With stage actors often performing to audiences for lengthy periods of time, you might think a 20-minute take would feel routine to the cast, but the episode posed problems you simply wouldn’t find in a theatre.
“I started memorising that episode two months before, as if we were doing a play. But we didn’t have the same rehearsal time,” says Elizabeth Reaser, who plays mortician Shirley Crain in the drama. “Normally in a play you get six weeks or longer to rehearse. We got two.”
It wasn’t just the cast that had to rehearse in such a short amount of time, but the crew too. Because not only did a heavy camera have to work its way around the set, but props were in constant movement behind the lens, with lights being changed on the go too.
“All of the behind the scenes things about [episode six] made it so exciting,” said Kate Siegel, who plays Theodora, adding navigating around the camera crew and equipment was like “being in a heard of elephants”.

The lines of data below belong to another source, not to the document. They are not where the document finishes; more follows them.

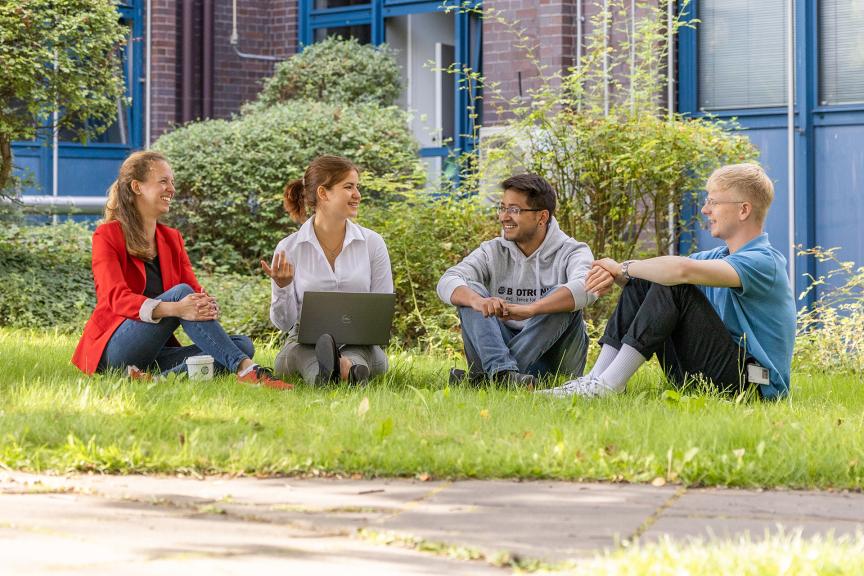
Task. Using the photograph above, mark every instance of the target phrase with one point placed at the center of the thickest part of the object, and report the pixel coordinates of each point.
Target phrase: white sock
(246, 370)
(607, 354)
(626, 363)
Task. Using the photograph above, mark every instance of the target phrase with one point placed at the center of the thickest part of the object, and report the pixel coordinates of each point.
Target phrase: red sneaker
(135, 373)
(261, 376)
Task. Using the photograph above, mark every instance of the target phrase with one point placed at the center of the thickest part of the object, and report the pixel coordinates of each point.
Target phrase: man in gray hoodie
(520, 296)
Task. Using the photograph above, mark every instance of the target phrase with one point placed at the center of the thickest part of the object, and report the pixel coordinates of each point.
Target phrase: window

To make things even harder, all this behind-the-camera action limited the attempts the actors could manage in the two-day shoot.
“When you’re doing an 18-minute take there’s so many things that need to be reset,” explains Steven Crain actor Michiel Huisman (who you’ll probably know as Daario Naharis from Game of Thrones). “And it’s not like you can do another right away. That’s a 45-minute reset.
“And at the end, you’re not going to have anything to cut away. There’s not going to be a close up to cover a little mistake.”
As it turned out, the cast and crew only got three attempts filming the episode, all thanks to a faulty camera dolly wheel. “The cart that moved the camera around had a specific sort of wheel to be used on hardwood floors only. But because of the carpet we had on set, the mechanism inside the dolly got messed up. The fibre of the carpet was getting wound up in the wheel after weeks of rehearsals,” explained Henry Thomas, who plays Hugh Crain.
By the third attempt, the camera cart was set to break. And that was a problem because they had only completed one take successfully, but, as Reaser said, the actors weren’t quite “popping” in it.
“Mike [Flanagan, director] was thinking ‘we’ve got one take that’s usable. I think we have to go for a second’. This is the take that ended up in the show. And this is not a joke: immediately on the completion of that take the cart broke. It did not move one more inch,” recalls Siegel.
And if the wheels would have failed a moment sooner? “They’d be no way we could have completed the episode,” said Thomas. Turns out the cart in question was a very expensive, very specialised piece of equipment that couldn’t have been replaced in time for a re-shoot.
Fortunately, the cast and crew didn’t need another attempt. The actors perfectly portrayed the tension and tenderness of a family reunion in a horrible circumstance, the camera and lightning capturing the episode’s every twist and scare.
Technically, it’s a jaw-dropping piece of filmmaking. But, most importantly, it’s absolutely terrifying too.